Ravalli County has become the first county in Montana to turn down a Title X Family Planning Grant. When Title X became law in 1970, it was designed to prevent unwanted pregnancies and provide counseling and preventive health services. However, a majority of commissioners in Ravalli today, September 20, decided that the Title X funds weren't worth their vote.

The move has surprised many who believe the Title X funds serve a vital role in providing healthcare to women and the poor. Commissioner Suzy Foss, who had voted for Title X funding in the past, but changed her vote recently, said that the benefits of Title X are greatly over exaggerated. Foss believes that the people in Ravalli will receive better healthcare without the funds.

"If we do not continue Title X, there is not one service that is not provided at many, many locations in our valley through the Marcus Daly Health Care Network," Foss said. "Our public health is essential, but when it comes to people's basic care, whether it's screenings or something else, ideally you get them into the hands of a healthcare professional that is a physician, who will become their continuity care person. Continuity of care is so essential and we don't get that with limited services available and no physicians on duty at these [Title X] facilities."

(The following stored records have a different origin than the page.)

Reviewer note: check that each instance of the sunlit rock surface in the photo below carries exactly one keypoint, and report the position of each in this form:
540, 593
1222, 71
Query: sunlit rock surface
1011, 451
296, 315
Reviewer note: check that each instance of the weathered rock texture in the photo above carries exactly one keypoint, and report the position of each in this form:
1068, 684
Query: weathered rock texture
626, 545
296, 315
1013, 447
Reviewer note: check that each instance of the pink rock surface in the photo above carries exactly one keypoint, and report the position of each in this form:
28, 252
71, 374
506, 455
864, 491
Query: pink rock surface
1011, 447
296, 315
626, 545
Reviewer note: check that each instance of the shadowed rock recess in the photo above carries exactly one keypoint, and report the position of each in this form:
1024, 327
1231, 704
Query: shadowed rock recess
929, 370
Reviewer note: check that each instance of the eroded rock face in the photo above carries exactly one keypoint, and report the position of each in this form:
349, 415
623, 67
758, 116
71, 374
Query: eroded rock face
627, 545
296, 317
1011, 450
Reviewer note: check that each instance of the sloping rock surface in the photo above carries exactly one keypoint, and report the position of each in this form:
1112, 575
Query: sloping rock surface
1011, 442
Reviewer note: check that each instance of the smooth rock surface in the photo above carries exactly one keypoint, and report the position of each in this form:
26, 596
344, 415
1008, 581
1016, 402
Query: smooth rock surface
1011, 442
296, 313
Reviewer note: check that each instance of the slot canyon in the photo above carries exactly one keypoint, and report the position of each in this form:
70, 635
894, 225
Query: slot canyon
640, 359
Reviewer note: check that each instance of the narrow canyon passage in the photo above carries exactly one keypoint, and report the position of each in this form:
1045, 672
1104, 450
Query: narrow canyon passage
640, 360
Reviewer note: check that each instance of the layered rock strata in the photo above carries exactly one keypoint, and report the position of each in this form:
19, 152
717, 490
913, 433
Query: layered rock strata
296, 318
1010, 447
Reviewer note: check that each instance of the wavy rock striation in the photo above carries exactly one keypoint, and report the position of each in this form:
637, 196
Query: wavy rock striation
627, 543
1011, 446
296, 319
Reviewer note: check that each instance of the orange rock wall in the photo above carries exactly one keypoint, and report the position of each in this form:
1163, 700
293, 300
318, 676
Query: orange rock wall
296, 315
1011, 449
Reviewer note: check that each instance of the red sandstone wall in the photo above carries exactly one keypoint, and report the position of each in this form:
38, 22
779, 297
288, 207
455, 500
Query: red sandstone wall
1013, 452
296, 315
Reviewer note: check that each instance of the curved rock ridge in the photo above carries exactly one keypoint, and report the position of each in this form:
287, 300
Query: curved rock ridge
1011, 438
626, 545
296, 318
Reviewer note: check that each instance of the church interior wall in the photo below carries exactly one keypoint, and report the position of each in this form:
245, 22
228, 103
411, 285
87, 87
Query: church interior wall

Foss explained that although she has heard horror stories from the past of people who wanted care but couldn't get it, that the modernization of the hospital has helped make Title X obsolete for Ravalli in the current era.

"No one. No one is ever turned away from those [Marcus Daly] clinics for any kind of health care," Foss said. "Regardless of finances, age, sex... doesn't matter. The same guidelines that are required by our Title X for accepting people in for the essential services that they're looking for is available and closer for people that are coming into Hamilton. We've got clinics up and down the valley through Marcus Daly."

Foss said that the reported numbers of people that will not receive care are misinformation spread by the Director of the Ravalli County Health Department.

But the issue has to do with more than just healthcare. For many of the commissioners, there is an element of fiscal responsibility being addressed with this vote.

"We are trying to help people and our government get off of the mentality that it should be the federal government's responsibility to get into our personal lives, especially our most intimate personal lives," Foss said.

Indeed, Montana is one of the states that receives more in tax money than it pays out, by nearly 50 cents on the dollar. Foss couched the refusal of the Title X grant in a deeper background of disappointment with the way the federal government has treated her county in the recent past.

"We know that the federal government is broke," Foss said. "In Ravallli County, we lost our Secure Rural Schools funding from $785,000 last year to $30,000 this year. We were not given our funds for 2012 until January of 2013 and then promptly asked to return 5 percent of that. With our Title X this year, we not only did not know what our funding would be, but we did not get any notice of it until the middle of September."

The grant was worth $50,000. Although one job is at stake with the loss of the grant, Foss said that the Title X employee will be worked into the payroll system at the county health department so that no jobs will need to be lost.